The rotor housing 34 is generally hollow due to a large bore 46 and has a 
centrally positioned internally-threaded aperture 44, which is concentric 
with large bore 46. It also has a small conduit comprising co-linear bores 
56, 58 made through a side wall of the housing 34 and communicating bore 
48 with the exterior of the rotor housing 34. A further bore 64, 
positioned normal to bore 58 and originating from the bottom surface of 
the rotor housing also intersects bore 58. Rotor housing 34, like the 
housing cover 36, has a footprint essentially identical to that of the 
rectangular solid 12. A cone set screw 42 placed in the central aperture 
44 provides a pivot point upon which a rotor 50 with peripheral impeller 
members may be seated for rotation thereupon. 
As is seen in FIG. 8, the rotor 50 is typically comprised of a lightweight 
non-metallic material, preferably a polymeric material. The rotor 50 has a 
slot 51 on a top surface thereof and an axial aperture 54 therethrough. 

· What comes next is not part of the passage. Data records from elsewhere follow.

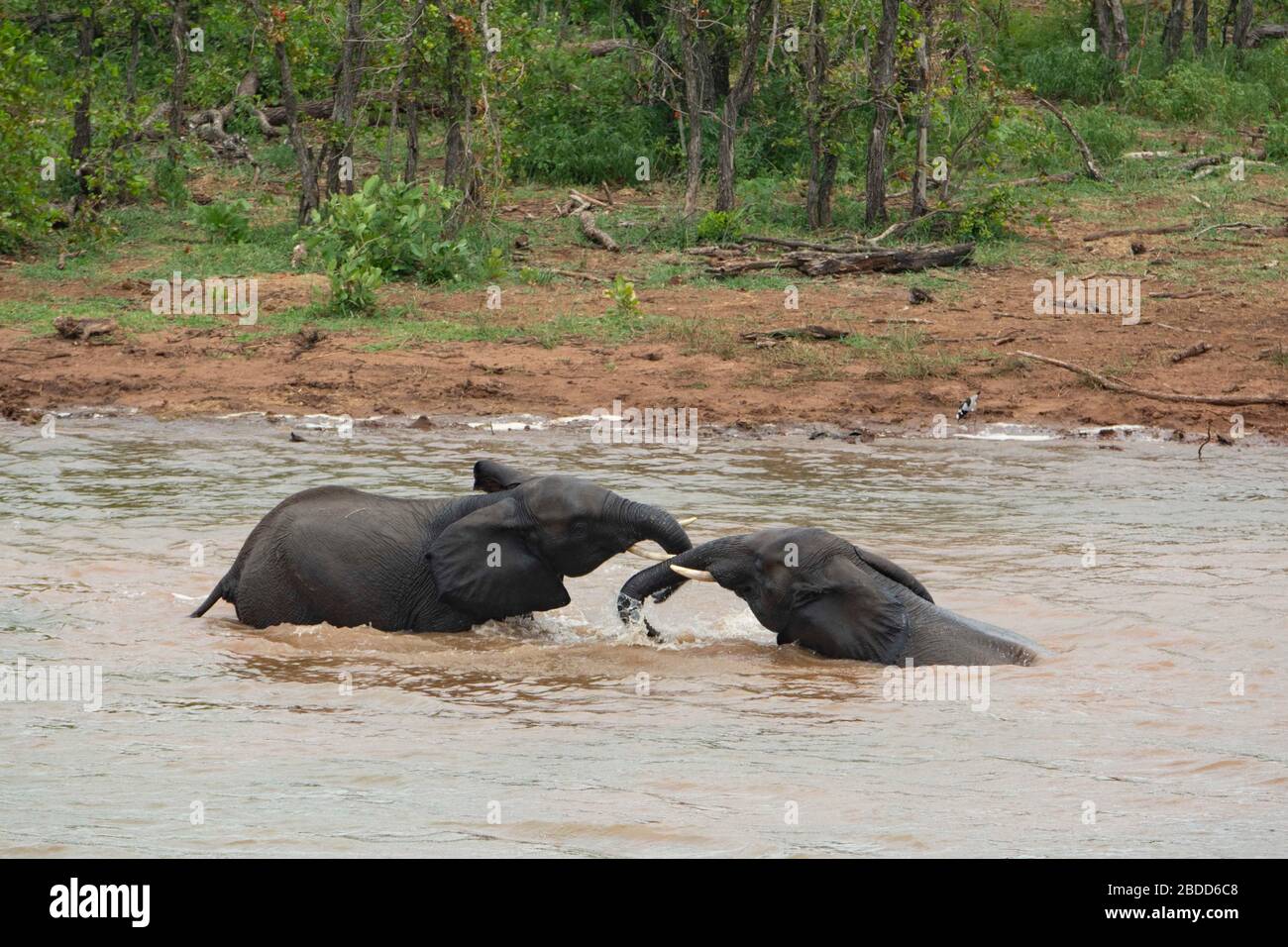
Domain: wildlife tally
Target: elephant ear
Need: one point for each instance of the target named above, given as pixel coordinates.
(484, 567)
(897, 573)
(492, 476)
(845, 613)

When a rectangular bar 52 of a magnetic material sized for being received 
in slot 51 is placed in the slot and retained therein, the rectangular bar 
effectively closes off the aperture 54, providing a seat for cone set 
screw 42. The retention of magnetic bar 52 in slot 51 may be through 
frictional fit, adhesive, or a variety of known means. The periphery of 
the rotor 50 is provided with a plurality of vanes 57 or the like to act 
as impellers. If an air pressure difference is induced across the inside 
of the rotor housing 34, air will flow from either the side wall bores 58, 
64 to the first bore 22 or in the opposite direction, but in either case 
the air flow will cause movement of the vanes 57 and rotation of the rotor 
50. When the rotor 50 is positioned immediately below and coaxial to the 
central aperture 14 in the rectangular solid 12, and a cuvette containing 
a magnetic stirring bar is positioned in the bottom of the central 
aperture, the magnetic field induced by the rotation of the magnet 52 
mounted on the top of the rotor 50 will cause rotation of the stirring bar 
in the cuvette. This will effect agitation of the sample in the cuvette. 

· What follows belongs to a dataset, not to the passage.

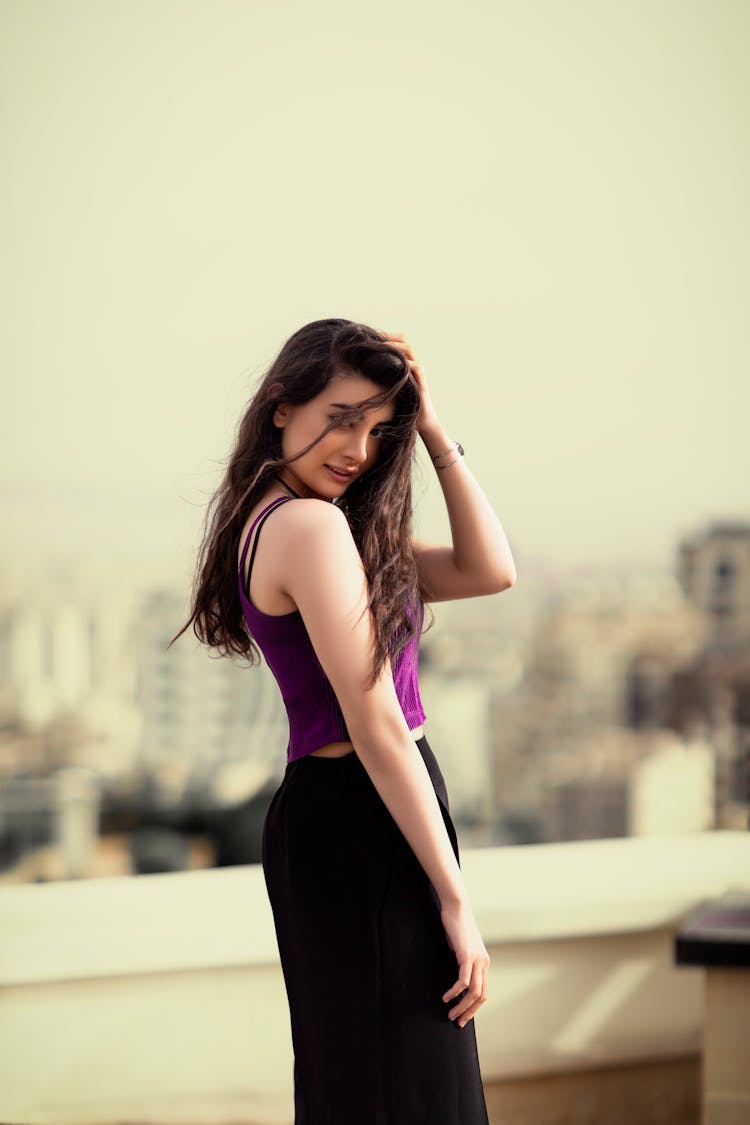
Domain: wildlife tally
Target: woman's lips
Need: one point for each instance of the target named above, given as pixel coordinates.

In order to achieve this objective, rotor 50 must be sized in diameter and 
thickness such that it does not impinge on the surfaces of the rotor 
housing in any way which would impede free rotation. 

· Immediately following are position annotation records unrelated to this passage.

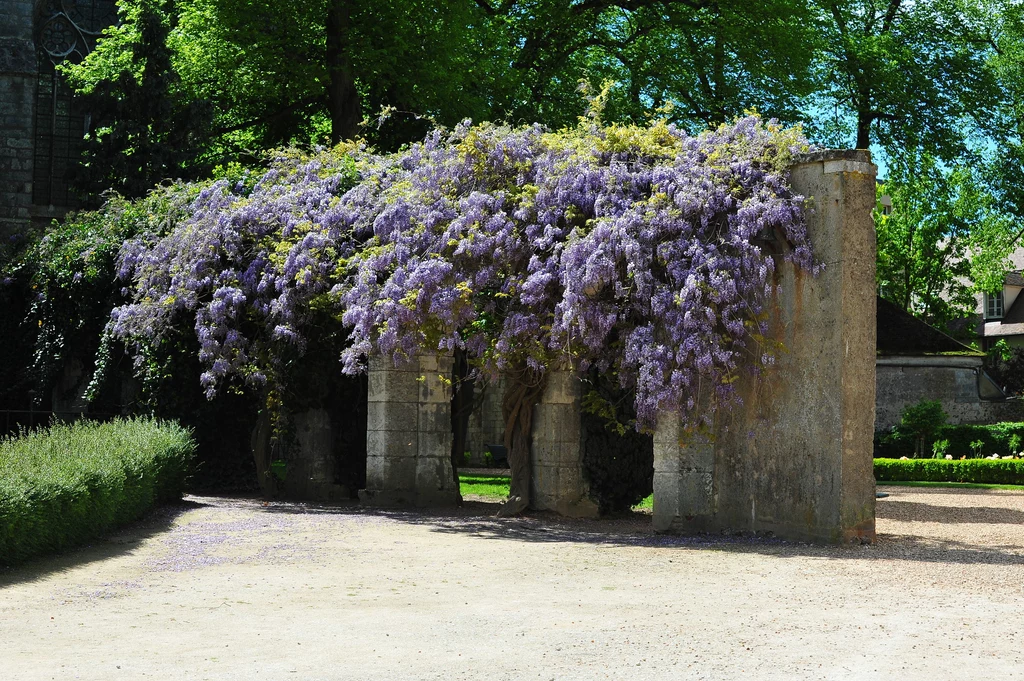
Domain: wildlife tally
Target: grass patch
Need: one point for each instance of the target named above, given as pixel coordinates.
(645, 504)
(492, 486)
(64, 485)
(984, 471)
(965, 485)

When the cuvette holder of the present invention is used in a 
non-conventional apparatus for conducting the coagulation assay test, such 
as a calorimetric apparatus, the apparatus will typically be provided with 
an aspirator line and a vacuum pump. By attaching the aspirator feature to 
the tubing 28 protruding from aperture 22, the vacuum pump feature of the 
apparatus can be used to draw a vacuum on the rotor housing 34, thereby 
inducing a flow of air into the rotor housing 34 through the side wall 
aperture 56 and 58. This flow of air, caused by the pressure differential 
caused by the vacuum pump, will cause the rotor 50 to turn. The use of the 
cuvette holder of the present invention permits a colorimeter apparatus to 
be adapted to conduct photo-optical detection of coagulation and also 
allows easy and reliable insertion and removal of test cuvettes from the 
test cell and instrument. 
Although the specific application taught by this disclosure describes the 
use of this device for rotating a magnetic stirring bar in a cuvette used 
in a coagulation test, it will be recognized that a variety of chemical 
tests involve analysis of light passing through a cuvette containing a 
fluid which requires agitation as would be provided by a magnetic stirring 
bar. The present invention should find application in these devices.